My focus now is on the physical shop and face to face with customers As for the co2 and price you can get co2 now, and no you don't need to chill it first! And the price, well , what is the going rate? I'm happy to match that.

We will be in the shop all day Wednesday despite the show holiday.
Still have 1000s of little jobs and loving it!

The Business hours. We usually be open by 6.30am till around 6pm weekdays Slightly shorter hours Saturday and probably 10am to 2 pm Sunday subject to review


----------



## Radshoes (10/8/16)

**** yeah im bringing my 10kg CO2 bottle to you guys on a hot summers day to see how much you get in it!


----------



## mstrelan (10/8/16)

Mickdc said:


> My focus now is on the physical shop and face to face with customers As for the co2 and price you can get co2 now, and no you don't need to chill it first! And the price, well , what is the going rate? I'm happy to match that.
> 
> We will be in the shop all day Wednesday despite the show holiday.
> Still have 1000s of little jobs and loving it!
> ...


Sweet I'm gonna come get some CO2 this arv. Think Andale charges about $26 to fill my 2.6kg bottle.


----------



## GibboQLD (10/8/16)

Dropped in for a look today -- it's a good little setup with a lot more on the way. Looks to have a good amount of parking either directly in front of the shop, or in a little parking bay out the back (off Marsh Street), and Mick seems pretty damn knowledgeable, was happy to have a decent chat though I didn't actually buy anything (this time, at least!).
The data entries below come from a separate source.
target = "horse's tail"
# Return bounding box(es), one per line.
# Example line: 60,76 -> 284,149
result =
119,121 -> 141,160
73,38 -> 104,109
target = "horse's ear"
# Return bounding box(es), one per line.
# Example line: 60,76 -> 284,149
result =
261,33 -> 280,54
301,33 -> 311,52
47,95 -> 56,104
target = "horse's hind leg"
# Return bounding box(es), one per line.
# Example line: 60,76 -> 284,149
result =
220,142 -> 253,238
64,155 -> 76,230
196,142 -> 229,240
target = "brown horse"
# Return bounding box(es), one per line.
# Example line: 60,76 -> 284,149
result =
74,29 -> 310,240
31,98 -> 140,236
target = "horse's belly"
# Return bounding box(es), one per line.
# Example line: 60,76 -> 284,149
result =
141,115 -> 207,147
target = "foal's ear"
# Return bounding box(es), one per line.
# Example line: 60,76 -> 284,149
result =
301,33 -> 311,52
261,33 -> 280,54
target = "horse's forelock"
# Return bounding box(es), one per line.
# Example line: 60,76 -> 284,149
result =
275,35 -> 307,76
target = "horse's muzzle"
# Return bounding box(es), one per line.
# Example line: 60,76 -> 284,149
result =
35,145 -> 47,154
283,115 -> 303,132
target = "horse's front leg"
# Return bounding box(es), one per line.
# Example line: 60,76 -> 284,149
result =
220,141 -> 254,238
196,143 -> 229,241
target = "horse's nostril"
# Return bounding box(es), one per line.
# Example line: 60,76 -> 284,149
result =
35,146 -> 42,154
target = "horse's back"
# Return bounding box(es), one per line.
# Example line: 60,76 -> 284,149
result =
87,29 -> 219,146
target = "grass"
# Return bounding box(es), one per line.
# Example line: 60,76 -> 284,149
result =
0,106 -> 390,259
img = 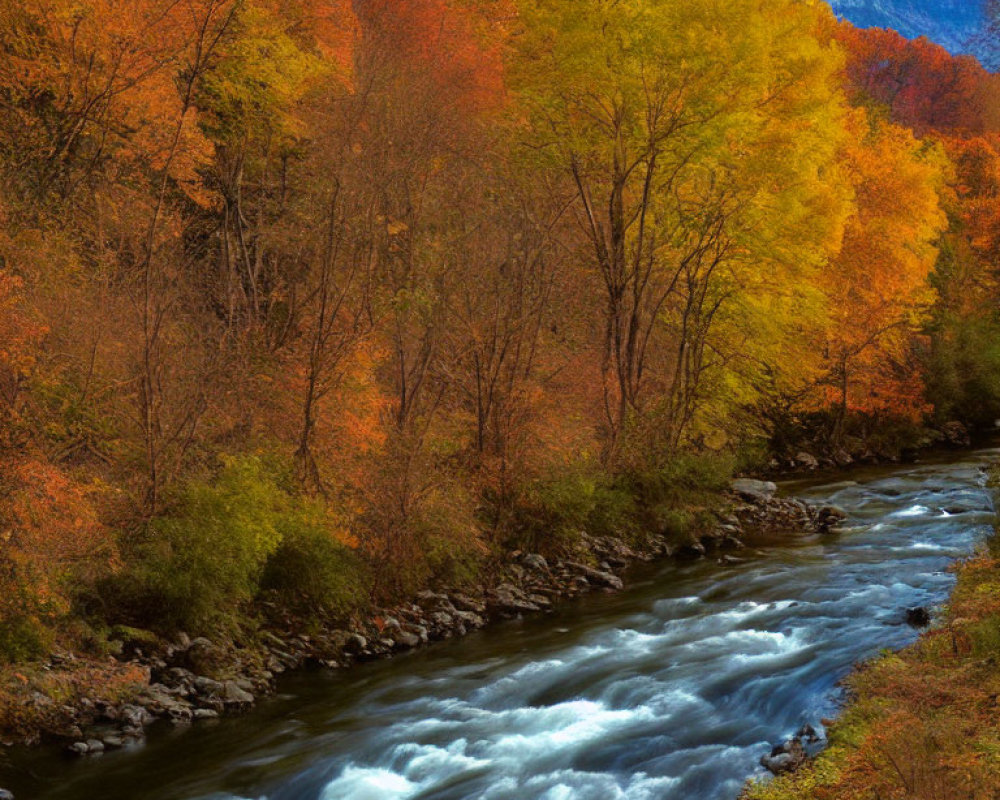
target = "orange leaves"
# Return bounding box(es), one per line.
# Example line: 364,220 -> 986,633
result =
837,23 -> 996,136
0,456 -> 117,619
361,0 -> 503,120
0,269 -> 45,392
812,109 -> 947,417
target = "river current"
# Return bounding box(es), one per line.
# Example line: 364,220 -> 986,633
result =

Didn't quiz him too much RE: prices, but they seem reasonable and competitive.

Thanks for the chat, Mick! Will definitely be popping in again.


----------



## Reedy (10/8/16)

You'll do well if you're going to be open on Sundays Mick (even if just for a couple of hours)


----------



## Mickdc (10/8/16)

Reedy said:


> You'll do well if you're going to be open on Sundays Mick (even if just for a couple of hours)


We will be open Sundays for sure Probably not till 9 and maybe till 4 we will try that and adjust to suit the demand.

If I had a day off i would just be brewing anyway right?


----------



## Zorco (10/8/16)

Brew at work . 

Great smells to go shopping to.


----------



## Mickdc (11/8/16)

Woo Hoo!

My mill came today along with lots of plumbing and Kegging bits and pieces gas cylinders too. Brewhouse vessels came today as well 
Lu (my Wife) is freaking out, she has just spent 4 days entering about 3000 items into the computer and now she has a few hundred more to do! 
Didn't dare tell her we were half way...


----------



## Mickdc (18/8/16)

Fresh Yeast has arrived in excellent condition! 

Package was still very well chilled so you wont get them fresher than this in Brizzy today! Quite a few have been pre ordered now so if you want to reserve a particular yeast let me know or drop in. 

Nick I have your Roeselare in time for the weekend!

Also Pediococcus, B. Lambicus and B. Bruxellensis

Cant remember who ordered the Ringwoods but they are here as well We will be keeping a yeast order book from now on so we can notify you the moment new stock arrives


----------



## mstrelan (24/8/16)

How's the store going, can we get grains crushed on demand now? Looking forward to browsing your products on a website.


----------



## barls (24/8/16)

welcome to our new sponsor i suggest he starts a new thread in the sponsors section.


----------